Optimal Gait Control for a Tendon-driven Soft Quadruped Robot by Model-based Reinforcement Learning

TL;DR

This paper introduces a model-based reinforcement learning approach to optimize gait control for a soft quadruped robot with tendon-driven actuators, achieving improved efficiency, robustness, and adaptability over benchmark methods.

Contribution

It develops a multi-stage MBRL framework tailored for soft quadruped robots, enhancing gait performance and robustness compared to previous model-free approaches.

Findings

MBRL significantly improves gait control efficiency.

The developed policy is robust and adaptable to deformable morphology.

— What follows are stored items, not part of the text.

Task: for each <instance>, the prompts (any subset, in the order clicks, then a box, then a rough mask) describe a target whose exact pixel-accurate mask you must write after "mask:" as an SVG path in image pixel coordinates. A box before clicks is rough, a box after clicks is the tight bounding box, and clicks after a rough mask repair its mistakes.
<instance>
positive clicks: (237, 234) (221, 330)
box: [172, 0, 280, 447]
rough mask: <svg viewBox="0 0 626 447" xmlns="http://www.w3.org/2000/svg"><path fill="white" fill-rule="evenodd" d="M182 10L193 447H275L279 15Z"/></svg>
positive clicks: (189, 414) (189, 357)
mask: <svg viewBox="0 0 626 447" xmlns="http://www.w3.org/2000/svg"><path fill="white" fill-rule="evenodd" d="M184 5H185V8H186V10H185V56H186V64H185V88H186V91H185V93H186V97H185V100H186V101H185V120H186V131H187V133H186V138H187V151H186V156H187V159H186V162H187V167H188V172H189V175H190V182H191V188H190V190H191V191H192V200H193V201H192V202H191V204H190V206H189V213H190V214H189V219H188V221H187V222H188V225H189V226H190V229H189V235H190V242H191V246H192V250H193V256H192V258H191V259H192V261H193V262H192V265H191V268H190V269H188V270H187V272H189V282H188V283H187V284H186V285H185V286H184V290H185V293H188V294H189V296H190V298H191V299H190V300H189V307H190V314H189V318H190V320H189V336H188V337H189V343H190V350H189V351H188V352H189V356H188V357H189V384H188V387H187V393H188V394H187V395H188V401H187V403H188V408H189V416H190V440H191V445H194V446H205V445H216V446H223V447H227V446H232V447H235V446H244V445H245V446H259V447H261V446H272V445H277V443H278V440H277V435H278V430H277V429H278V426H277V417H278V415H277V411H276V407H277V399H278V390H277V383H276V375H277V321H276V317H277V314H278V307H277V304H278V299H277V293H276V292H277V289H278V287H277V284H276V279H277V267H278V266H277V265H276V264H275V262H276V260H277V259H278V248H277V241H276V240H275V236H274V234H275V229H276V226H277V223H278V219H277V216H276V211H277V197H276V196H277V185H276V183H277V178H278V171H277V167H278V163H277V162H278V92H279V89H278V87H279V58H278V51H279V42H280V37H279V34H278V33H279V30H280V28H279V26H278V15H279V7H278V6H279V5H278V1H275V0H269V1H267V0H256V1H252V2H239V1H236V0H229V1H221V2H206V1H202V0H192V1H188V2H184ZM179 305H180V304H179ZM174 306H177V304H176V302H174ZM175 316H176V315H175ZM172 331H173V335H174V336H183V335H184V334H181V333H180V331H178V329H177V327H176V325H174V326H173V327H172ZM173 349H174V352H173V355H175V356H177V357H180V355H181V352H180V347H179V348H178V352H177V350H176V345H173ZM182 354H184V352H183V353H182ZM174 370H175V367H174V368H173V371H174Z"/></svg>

Performance surpasses benchmark methods in stability and speed.

Abstract

This study presents an innovative approach to optimal gait control for a soft quadruped robot enabled by four Compressible Tendon-driven Soft Actuators (CTSAs). Improving our previous studies of using model-free reinforcement learning for gait control, we employ model-based reinforcement learning (MBRL) to further enhance the performance of the gait controller. Compared to rigid robots, the proposed soft quadruped robot has better safety, less weight, and a simpler mechanism for fabrication and control. However, the primary challenge lies in developing sophisticated control algorithms to attain optimal gait control for fast and stable locomotion. The research employs a multi-stage methodology, including state space restriction, data-driven model training, and reinforcement learning algorithm development. Compared to benchmark methods, the proposed MBRL algorithm, combined with post-training, significantly improves the efficiency and performance of gait control policies. The developed policy is both robust and adaptable to the robot's deformable morphology. The study concludes by highlighting the practical applicability of these findings in real-world scenarios.